Clearing Sebhorreic Dermatitis

These sebaceous glands excrete fat from your body as sebum, which makes your skin and hair feel oily or waxy.

If you have seborrheic dermatitis, affected areas of skin may be scaly, flaky, and itchy. It is very common among infants and is usually called “cradle cap”. In adults, dandruff is an early and mild symptom of seborrheic dermatitis.

In more severe cases, you might have red, flaky areas of skin around your nose and mouth, behind your ears, or other places where your skin folds. You can develop patches of scaly lesions and redness on your scalp, or crusty flakes can form around the shafts of your hair.

This skin condition is irritating for you, because something is irritating your skin and causing it to become inflamed. Knowing what and why can help you reduce your symptoms.

Potential Causes And Triggers of
Sebhorreic Dermatitis

Doctors have a hard time pinpointing a specific reasons that we develop seborrheic dermatitis, but many suspect the inflammation is a result of an imbalance of the sebum and yeast in your skin.

There is a type of yeast in your scalp called Malassezia. Scientists have been studying its relationship to both saturated and unsaturated fats in the sebum excreted through the skin of individuals with seborrheic dermatitis.

Their results have not been definitively conclusive, but there is a correlation that merits closer study.

It's possible their results have been mixed because there are so many unidentified variables associated with each and every case. Everyone is different, each person's body has a slightly different biological balance.

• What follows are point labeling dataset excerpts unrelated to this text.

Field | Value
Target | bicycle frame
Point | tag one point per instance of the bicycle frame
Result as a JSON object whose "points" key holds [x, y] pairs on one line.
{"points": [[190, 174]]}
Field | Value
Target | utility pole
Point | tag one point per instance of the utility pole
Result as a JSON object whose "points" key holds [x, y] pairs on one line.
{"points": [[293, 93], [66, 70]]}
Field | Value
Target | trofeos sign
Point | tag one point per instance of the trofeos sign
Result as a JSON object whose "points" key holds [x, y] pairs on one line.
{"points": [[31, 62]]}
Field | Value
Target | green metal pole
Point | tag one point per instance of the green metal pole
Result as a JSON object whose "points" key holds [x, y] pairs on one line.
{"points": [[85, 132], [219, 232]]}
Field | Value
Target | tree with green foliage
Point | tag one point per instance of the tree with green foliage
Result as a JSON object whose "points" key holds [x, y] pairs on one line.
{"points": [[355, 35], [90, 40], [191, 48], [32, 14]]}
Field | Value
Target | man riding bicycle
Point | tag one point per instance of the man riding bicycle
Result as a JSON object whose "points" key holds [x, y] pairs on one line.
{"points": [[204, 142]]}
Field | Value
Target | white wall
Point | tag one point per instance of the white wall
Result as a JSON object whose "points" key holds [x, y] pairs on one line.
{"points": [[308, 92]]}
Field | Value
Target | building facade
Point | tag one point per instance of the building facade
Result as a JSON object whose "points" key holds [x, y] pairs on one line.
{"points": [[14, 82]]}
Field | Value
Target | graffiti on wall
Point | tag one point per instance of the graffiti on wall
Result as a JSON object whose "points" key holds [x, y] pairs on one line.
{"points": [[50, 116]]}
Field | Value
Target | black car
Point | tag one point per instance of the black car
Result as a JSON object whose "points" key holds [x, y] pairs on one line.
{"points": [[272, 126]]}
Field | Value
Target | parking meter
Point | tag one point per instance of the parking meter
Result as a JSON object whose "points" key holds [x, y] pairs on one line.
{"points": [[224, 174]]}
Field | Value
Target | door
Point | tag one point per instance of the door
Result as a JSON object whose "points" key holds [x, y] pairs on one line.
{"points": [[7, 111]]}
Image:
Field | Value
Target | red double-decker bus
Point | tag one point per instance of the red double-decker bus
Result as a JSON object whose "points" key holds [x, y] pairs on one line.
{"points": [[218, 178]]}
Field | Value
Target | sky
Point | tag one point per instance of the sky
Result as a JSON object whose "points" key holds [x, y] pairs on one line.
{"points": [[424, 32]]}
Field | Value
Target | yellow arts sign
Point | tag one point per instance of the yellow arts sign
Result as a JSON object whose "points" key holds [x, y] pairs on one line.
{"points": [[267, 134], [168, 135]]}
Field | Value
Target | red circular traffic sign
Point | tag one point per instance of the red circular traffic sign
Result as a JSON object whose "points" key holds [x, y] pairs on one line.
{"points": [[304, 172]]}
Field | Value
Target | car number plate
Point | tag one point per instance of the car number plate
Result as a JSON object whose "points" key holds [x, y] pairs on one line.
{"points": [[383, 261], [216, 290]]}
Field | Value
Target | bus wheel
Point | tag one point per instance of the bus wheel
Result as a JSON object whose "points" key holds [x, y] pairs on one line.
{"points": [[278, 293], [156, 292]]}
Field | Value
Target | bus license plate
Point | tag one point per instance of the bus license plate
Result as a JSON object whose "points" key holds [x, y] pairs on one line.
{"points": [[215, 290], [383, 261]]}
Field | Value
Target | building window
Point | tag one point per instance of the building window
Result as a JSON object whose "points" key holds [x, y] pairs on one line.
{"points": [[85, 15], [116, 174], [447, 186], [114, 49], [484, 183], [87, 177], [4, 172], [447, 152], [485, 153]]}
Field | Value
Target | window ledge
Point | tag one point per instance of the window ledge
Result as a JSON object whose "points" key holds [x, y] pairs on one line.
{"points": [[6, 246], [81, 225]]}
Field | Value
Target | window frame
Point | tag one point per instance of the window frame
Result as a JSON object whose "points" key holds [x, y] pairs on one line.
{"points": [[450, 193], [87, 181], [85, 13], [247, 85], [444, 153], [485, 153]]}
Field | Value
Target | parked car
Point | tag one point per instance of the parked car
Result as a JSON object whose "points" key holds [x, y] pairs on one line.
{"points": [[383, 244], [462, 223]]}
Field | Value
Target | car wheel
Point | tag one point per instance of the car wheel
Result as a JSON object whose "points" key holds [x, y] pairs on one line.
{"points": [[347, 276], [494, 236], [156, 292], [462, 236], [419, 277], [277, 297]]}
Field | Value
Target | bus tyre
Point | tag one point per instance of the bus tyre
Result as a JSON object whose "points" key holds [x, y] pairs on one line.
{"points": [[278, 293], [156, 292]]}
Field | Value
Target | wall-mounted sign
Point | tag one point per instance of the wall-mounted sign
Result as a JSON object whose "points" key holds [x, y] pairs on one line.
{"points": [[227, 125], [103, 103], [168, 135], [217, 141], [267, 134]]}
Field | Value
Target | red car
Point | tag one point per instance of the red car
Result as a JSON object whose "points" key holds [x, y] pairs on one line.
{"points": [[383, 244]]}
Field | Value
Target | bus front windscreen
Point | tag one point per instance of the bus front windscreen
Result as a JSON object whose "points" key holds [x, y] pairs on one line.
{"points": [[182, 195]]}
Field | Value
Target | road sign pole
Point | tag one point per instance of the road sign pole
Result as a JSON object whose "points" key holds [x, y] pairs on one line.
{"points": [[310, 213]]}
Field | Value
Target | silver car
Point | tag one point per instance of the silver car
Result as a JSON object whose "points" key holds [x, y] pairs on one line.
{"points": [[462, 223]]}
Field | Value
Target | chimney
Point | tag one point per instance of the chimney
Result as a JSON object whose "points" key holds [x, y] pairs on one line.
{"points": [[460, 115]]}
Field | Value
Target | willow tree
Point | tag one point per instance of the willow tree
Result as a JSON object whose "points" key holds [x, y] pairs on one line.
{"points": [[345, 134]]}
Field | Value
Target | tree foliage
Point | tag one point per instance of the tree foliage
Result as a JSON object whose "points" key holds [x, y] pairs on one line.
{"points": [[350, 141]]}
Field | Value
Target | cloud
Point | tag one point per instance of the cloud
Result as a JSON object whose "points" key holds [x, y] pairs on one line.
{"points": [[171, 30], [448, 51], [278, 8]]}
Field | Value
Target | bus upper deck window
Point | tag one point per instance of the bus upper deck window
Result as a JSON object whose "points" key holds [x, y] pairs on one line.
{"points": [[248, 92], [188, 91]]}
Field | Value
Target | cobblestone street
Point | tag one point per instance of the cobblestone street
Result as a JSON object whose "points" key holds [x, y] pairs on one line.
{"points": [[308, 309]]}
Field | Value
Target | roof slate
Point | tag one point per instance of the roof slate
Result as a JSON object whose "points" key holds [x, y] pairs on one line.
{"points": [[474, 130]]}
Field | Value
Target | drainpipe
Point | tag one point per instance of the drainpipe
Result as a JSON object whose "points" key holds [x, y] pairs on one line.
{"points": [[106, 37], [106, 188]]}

There is always a genetic component to your biological balance, so skin conditions often seem to be hereditary, but that doesn't mean there's nothing you can do about it.

You may have a genetic predisposition that causes your skin to have a certain reaction, but you can minimize some of the factors that your skin reacts to.

There may be environmental contributors, like products you use or foods you eat, which have an effect on your skin's sebum and yeast. Changes in weather, hormones, stress, or overall health can trigger symptoms of seborrheic dermatitis.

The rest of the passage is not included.